Trajectory of the projectile in a vertical plane -
$y=ax-b{x}^2$
Comparing it with equation of a projectile
$y=x\tan \theta -\frac{g{x}^2}{2u^2{\cos }^2\theta }$

$\Rightarrow \tan \theta =a$                          ....(i)

$\Rightarrow \theta ={\tan }^{-1}\left(a\right)$ 

and $\frac{g}{2u^2{\cos }^2\theta }=b$                .....(ii)

From (ii)  $\frac{g}{2b^2{\cos }^2\theta }=\frac{g\left(a^2+1\right)}{2b}$       ....(iii)

$\left[\therefore \cos \theta =\frac{1}{\sqrt{a^2+1}}\right]$

Maximum height attained, $H_{\max }=\frac{u^2{\sin }^2\theta }{2a}$     .....(iv)

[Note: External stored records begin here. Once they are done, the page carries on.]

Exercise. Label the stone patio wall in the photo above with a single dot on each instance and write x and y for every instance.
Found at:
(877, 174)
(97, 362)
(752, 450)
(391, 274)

From (ii) $\frac{g}{2b}=u^2{\cos }^2\theta$
$\Rightarrow \frac{g}{2b}=u^2-u^2{\sin }^2\theta$
$\Rightarrow u^2{\sin }^2\theta =\frac{g\left(a^2+1\right)}{2b}-\frac{g}{2b}=\frac{g{a}^2}{2b}$           ......(v)
From (iv) and (v) $H_{\max }=\frac{g{a}^2}{2b\times 2g}=\frac{a^2}{4b}$

Alternatively
$\frac{dy}{dx}=a-2bx=0$ (For Maximum Height)
$\Rightarrow x=\frac{a}{2h}$
Substituting the value of $x$ in $y=ax-b{x}^2$ to find max height
$H_{\max }=a\left(\frac{a}{2b}\right)-b\left(\frac{a^2}{4b^2}\right)=\frac{a^2}{2b}-\frac{a^2}{4b}=\frac{a^2}{4b}$